Aż trudno uwierzyć, że energiczna i seksowna Przybylska może być poważnie chora. Wszak aktorka co i rusz podkreśla, jak o siebie dba. Niestety kraj obiegła wstrząsająca informacja, że Ania przebywa w Uniwersyteckim Centrum Klinicznym w Gdańsku, gdzie przeszła poważną operację. Aktorce wycięto guza trzustki.
- Guz trzustki może być nowotworem, wtedy rokowania są niedobre, ponieważ często występują przerzuty. Jednak może też być guzem zapalnym, który daje silne objawy bólowe, ale nie zagraża życiu - wyjaśnia prof. Jan Lubiński w rozmowie z "Super Expressem".
Śliczna aktorka ma jednak powody do zmartwienia. Ania nigdy nie ukrywała, że w jej rodzinie rak to główny zabójca.

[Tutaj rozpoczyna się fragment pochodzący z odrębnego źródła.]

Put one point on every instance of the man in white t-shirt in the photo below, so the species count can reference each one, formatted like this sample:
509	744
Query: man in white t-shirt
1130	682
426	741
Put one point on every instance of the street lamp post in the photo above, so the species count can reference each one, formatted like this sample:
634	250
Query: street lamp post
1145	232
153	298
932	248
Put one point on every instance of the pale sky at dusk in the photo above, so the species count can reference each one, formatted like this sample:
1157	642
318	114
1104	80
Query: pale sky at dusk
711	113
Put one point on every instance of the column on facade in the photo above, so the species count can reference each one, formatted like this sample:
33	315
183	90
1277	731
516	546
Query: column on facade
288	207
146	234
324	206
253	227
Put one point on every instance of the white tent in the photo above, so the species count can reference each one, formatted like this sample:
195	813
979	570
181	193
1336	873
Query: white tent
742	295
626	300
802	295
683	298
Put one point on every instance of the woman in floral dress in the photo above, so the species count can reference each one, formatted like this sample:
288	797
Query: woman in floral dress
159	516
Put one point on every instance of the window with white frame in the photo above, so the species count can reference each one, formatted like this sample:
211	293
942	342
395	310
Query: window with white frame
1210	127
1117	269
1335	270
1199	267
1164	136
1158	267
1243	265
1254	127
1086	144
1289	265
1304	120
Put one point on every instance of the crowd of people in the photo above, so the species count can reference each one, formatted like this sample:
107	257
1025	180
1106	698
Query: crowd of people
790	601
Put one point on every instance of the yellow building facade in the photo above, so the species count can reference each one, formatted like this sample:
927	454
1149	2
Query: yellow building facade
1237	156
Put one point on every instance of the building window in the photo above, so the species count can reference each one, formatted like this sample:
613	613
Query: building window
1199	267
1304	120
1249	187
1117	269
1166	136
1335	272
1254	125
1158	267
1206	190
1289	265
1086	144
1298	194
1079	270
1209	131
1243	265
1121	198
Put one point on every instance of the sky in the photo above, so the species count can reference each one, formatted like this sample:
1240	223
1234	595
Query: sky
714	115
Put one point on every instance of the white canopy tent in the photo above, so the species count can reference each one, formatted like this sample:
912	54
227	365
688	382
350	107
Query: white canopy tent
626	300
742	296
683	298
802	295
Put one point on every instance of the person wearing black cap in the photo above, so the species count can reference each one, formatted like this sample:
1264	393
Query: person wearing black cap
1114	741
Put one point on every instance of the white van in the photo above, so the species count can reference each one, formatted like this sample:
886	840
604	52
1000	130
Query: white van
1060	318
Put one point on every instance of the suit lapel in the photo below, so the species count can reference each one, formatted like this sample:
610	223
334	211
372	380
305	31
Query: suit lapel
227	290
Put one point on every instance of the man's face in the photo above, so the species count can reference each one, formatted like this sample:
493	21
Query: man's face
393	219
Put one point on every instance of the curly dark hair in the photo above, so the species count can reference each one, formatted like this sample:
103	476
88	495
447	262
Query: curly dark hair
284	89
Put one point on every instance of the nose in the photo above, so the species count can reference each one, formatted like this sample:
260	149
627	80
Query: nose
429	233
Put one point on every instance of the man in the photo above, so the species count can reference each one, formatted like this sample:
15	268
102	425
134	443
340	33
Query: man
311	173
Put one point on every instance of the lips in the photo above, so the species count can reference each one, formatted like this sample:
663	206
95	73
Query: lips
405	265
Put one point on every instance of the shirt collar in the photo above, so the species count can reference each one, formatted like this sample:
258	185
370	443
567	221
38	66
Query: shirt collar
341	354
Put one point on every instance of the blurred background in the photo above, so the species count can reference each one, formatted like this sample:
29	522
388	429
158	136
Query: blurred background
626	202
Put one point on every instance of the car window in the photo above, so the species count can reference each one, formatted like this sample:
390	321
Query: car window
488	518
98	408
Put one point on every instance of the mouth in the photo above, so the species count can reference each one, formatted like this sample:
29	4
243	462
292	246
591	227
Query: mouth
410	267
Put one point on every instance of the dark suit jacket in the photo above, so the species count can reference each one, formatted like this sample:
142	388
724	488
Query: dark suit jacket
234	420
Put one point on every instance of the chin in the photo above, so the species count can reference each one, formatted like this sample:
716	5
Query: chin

- Ja się badam, ponieważ jestem obciążona genetycznie, zarówno ze strony ojca, jak i matki wszyscy umierali na nowotwór - wyznała Przybylska w wywiadzie dla "Super Expressu". - Badam się również dlatego, że jestem mamą trójki dzieci i chciałabym się ustrzec przed chorobą. Wiadomo, że schorzenia wcześniej wykryte można wyleczyć, dzięki profilaktyce możemy przedłużyć nasze życie - dodała.
Ania jest cały czas pod opieką ukochanego Jarosława Bieniuka (34 l.). Sportowiec nie chce jednak o niej rozmawiać. - Nie będę nic komentował - powiedział nam, gdy zapytaliśmy o samopoczucie i stan Przybylskiej.
- Nie udzielam informacji - dodała Kasia Bujakiewicz (41 l.), najlepsza przyjaciółka Ani.